本作品の最終章を飾る6作品目は南ヨーロッパ、ロンドンを巡る旅となっております。著者は旅の終わりに何を感じることになるのか。そして、無事に旅を終えることはできるのか。
・ローマにある「ピエタ」(ミケランジェロ作)に衝撃を受ける。20代半ばでこの世で一番美しい女性を造形。
・ローマにはどこに行っても観光客がいた。著者自身はまったく平凡な観光客のひとりとなった。
・ローマで出会った同じ歳(26歳)の「マルコ」は既に結婚して子供をもうけ、妻の代わりに子守まで引き受けている。そんな地に足のついた生活をしている様子に著者自身は焦燥感を覚えた。
・フィレンツェの街、歴史に名を留めている有名な寺院や宮殿の周辺より、何ということもない小さな裏通りが良かった。
・ヨーロッパでの日曜日は、商店という商店が閉まってしまう。(キリスト教の安息日)貧しい旅行者にとっては魔の一日になる。
・ポルトガルの果てでは「C」(CHA)の国に到達したことを知る。(「T」(TEA)の国から「C」の国へ)
・旅から故郷に帰るバスを「青春発墓場行」(From Youth to Death)とヒッピーが名付ける。

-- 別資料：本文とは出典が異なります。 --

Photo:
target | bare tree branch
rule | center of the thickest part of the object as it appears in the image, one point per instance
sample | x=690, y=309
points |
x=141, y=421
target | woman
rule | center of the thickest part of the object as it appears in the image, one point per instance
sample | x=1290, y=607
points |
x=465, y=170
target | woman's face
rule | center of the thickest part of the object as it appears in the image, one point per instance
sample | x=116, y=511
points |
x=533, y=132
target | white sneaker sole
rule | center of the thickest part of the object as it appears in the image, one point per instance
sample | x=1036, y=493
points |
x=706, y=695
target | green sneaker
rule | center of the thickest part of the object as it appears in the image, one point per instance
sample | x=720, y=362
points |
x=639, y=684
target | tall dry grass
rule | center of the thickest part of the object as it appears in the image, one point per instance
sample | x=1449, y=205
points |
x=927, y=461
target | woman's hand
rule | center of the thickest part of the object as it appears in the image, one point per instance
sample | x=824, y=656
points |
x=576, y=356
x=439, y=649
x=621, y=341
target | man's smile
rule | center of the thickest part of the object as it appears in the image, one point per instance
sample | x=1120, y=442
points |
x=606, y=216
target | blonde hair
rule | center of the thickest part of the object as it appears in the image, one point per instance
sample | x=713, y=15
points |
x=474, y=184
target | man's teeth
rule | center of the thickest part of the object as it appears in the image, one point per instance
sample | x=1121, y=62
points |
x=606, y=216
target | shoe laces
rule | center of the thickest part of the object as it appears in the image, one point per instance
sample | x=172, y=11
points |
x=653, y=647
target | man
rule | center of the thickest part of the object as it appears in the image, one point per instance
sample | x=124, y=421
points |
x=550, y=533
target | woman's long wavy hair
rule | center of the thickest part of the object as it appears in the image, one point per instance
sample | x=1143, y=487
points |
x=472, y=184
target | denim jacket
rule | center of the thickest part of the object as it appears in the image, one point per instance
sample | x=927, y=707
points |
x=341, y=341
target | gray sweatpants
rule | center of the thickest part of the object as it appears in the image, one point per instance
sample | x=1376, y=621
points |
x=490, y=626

・終着点と考えていたロンドンでの電報で「ワレ到着セズ」
・旅の目的は「行く」ことだけでなく、「行く」過程で、何を「感じ」られたか
ようやく辿りついたロンドンで、著者は「ワレ到着セズ」と電報を入れる。これは著者自身の旅が終わっていないことを意味する。旅の終着点は何なのだろう。それは、どこに行きついたかの場所ではなく、旅人自身の心の中にあるのだろう。本作では様々な観光地と呼ばれる場所に赴く、しかし、その観光地での景観や歴史ではなく、その場所で出会った人々との物語が多く語られており、そのこと自体が旅の醍醐味ではないのだろうか。そして、旅の終着点が場所でないのであれば、旅はどこに行くのかではなく、その人自身の心の中にあると言える。つまり、定住している人でも外に出れば様々な人に出会ったり、様々な出来事に遭遇する。それを糧として、自身の生活に取り入れ人生を生き抜いていく。そんな人生こそが旅そのものでもあるといえよう。